Nice Ride Minnesota, the popular bike sharing program, is pedaling into new ­territory this summer, bringing its shiny green bicycles to Minneapolis parks and beefing up its presence along light-rail ­corridors.

The lingering piles of snow and ice have slowed deployment of Nice Ride's fleet of two-wheelers, but stations where riders can rent bicycles started appearing last week in downtown Minneapolis, Uptown and the University of Minnesota. By mid-May, all 1,500 ­bicycles will be in service, as will the 24 new stations being added to the urban network for the 2013 ­season, said Nice Ride executive director Bill Dossett.

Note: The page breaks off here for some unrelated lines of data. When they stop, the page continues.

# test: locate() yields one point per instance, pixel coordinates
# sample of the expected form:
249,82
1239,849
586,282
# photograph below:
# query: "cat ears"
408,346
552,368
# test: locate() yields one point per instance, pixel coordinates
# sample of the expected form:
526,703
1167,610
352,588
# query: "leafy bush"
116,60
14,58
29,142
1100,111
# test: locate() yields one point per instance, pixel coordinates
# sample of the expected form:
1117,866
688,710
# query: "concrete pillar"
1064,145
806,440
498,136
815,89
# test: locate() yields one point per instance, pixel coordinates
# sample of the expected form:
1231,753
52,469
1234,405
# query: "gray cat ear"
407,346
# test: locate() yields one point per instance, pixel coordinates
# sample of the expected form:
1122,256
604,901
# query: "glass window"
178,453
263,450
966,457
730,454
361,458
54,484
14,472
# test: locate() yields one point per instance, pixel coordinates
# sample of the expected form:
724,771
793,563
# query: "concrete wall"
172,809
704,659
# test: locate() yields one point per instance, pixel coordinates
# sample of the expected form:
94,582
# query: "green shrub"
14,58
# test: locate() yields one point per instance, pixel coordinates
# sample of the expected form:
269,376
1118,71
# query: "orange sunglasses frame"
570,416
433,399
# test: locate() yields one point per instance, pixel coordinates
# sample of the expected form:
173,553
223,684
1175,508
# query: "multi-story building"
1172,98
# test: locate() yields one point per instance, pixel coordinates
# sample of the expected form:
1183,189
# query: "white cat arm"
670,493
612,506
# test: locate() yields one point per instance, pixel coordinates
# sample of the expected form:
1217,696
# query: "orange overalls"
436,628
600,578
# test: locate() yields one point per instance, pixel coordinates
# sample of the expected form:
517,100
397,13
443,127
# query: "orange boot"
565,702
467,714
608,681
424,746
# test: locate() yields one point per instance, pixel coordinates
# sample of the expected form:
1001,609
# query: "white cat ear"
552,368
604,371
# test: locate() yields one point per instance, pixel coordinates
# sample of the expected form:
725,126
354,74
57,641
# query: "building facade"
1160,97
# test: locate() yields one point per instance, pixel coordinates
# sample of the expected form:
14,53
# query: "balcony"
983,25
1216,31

Nice Ride is using more than $630,000 provided by the National Park Service to add stations at such popular recreation destinations as Lake Harriet, Lake Nokomis, ­Minnehaha Falls, Boom Island, Fort Snelling and Webber Park. Hennepin County is kicking in $90,000 to bring bikes to Hiawatha Avenue and Lake Street. Blue Cross and Blue Shield of Minnesota, the ­program's title sponsor since its inception three years ago, is contributing $360,000. A few stations will be added along University ­Avenue in St. Paul.

"Lots of people who bike downtown or in Uptown also want to bike to the parks," said Dossett. Tourists do, too, he said, noting that the lone station at a park (Lake Calhoun) is one of the network's most used.

Started as a radical concept in 2010, bike sharing quickly entered the American mainstream. ­Minneapolis along with Denver and Washington, D.C., were the first U.S. cities to pioneer programs in which riders pay a ­seasonal or daily fee to rent a bike for short trips. This year, Washington is expanding its booming Capital Bikeshare program, and such cities as Seattle, Los Angeles, New York, Chicago, Portland, Ore., Aspen, Colo., and Columbus, Ohio, are expanding or launching service.

Locally, Nice Ride has seen usage climb from 100,000 rides taken in 2010 to more than 275,000 last year. Leisure riders and tourists accounted for a large portion of Nice Ride's business, but even professionals dressed in suits and skirts hopped on.

"A basic goal of Nice Ride is that it introduced cycling as transportation as mainstream," said Dossett. "You didn't used to think of using a bike to go to a meeting. If you have a meeting a mile away, I can guarantee, you can get there faster on a bike than you can if you have to get your car out of a garage and put it in another [garage]. It's great for one thing and that is short trips."

Riders can pay $6 for a daily pass, which allows unlimited rides within a 24-hour period, or $65 for a season pass. Bicycles can be checked out for 30-minute rides, or longer for an extra fee. But 98 percent of riders only go 2 to 3 miles per trip, which usually takes less than the allotted 30 minutes per trip, Dossett said.

Nice Ride has 3,500 season pass holders. Last year it also sold 54,000 daily memberships to cover most of the $1 million annual operating costs. Corporate sponsors and local businesses covered the rest.

The new stations bring the network's total to 170. But even as Nice Ride grows, don't look for stations to pop up in the suburbs.

"We want the broadest participation we can get," Dossett said. But "we know the people who use the system most are those who spend time downtown."